In order to make them run cooler and quieter, new gears are lapped at the factory. However, they are not lapped under the same pressures that driving creates. The loads generated while driving force any microscopic high spots on the gear teeth back into the surface of the metal. This is called "work hardening". Work hardening is similar to forging in the way that it compresses the metal molecules into a very compact and hard formation. This can only be accomplished if the metal surfaces are lubricated and the gear temperature stays cool enough that the molecular structure does not change. If the temperature of the metal gets hot enough to change the molecular structure, it will soften the surface instead of hardening it. The greatest damage to a new gear set results from running for ten minutes or more during the first 500 miles when the oil is very hot. Any heavy use or overloading while the oil is extremely hot will cause it to break down and allow irreversible damage to the ring & pinion.

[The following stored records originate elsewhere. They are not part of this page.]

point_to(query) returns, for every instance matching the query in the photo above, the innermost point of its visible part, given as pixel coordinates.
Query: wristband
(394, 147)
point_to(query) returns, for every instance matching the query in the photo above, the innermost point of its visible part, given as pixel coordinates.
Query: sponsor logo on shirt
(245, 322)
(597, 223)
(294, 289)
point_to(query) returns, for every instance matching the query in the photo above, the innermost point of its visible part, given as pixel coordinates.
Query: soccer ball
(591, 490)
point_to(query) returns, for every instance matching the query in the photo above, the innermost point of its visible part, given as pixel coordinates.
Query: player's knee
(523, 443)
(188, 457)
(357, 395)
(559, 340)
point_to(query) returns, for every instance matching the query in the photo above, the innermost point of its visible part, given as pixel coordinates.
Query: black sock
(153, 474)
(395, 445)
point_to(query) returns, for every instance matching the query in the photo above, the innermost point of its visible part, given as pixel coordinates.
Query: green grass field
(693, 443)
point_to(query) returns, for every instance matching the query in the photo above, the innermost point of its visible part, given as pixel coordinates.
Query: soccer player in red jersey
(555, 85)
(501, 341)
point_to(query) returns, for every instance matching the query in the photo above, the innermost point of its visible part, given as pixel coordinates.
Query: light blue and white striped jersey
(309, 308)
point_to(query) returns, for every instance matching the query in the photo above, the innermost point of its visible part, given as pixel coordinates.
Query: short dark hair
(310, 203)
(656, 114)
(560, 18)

Recommended procedure for breaking in new gears: After driving the first 15 to 20 miles, stop and let the differential cool before proceeding. Keep the vehicle at speeds below 60 mph for the first 100 miles. I also recommend putting at least 500 miles on the new gear set before heavy use or towing. During the first 45 miles of towing, it helps to go about 15 miles at a time before stopping to let the differential cool for 15 minutes before continuing. This is necessary because not all of the gear tooth is making contact until it is heavily loaded. When towing, the teeth flex to contact completely, and cause the previously unloaded portion of the teeth to touch and work harden. It is very easy to damage the ring & pinion by overloading before the teeth are broken-in.

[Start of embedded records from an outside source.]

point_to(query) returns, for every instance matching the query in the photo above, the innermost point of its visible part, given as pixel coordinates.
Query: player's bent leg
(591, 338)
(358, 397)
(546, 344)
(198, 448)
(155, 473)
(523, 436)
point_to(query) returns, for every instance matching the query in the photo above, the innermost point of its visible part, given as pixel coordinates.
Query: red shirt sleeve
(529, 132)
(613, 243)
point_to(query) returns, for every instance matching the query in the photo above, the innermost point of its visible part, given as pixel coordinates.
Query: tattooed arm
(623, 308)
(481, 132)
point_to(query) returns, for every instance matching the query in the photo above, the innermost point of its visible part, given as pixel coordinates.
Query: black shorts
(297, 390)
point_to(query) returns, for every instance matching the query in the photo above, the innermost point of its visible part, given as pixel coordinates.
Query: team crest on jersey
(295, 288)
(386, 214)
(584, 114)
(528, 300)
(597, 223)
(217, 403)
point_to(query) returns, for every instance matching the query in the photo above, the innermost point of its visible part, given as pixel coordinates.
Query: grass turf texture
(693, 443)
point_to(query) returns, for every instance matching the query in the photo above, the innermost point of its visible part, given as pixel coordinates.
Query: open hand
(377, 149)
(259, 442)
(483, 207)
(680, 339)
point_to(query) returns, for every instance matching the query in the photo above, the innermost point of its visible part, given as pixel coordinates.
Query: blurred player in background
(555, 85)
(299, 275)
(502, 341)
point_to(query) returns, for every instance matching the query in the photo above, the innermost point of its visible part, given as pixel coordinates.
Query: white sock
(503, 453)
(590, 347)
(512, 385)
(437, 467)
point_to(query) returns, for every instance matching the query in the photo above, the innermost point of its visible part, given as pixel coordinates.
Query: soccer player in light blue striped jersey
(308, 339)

...End cut and paste. While this tidbit applies to ring and pinions specifically much the same is true for most gear types. Overloading during the initial break in phase is not good for your gears, running extended break in periods does nothing. Once the gears have broke in they are broke in and no amount of directed break in procedures can change the gears from what you made them when they were actually in the break in period.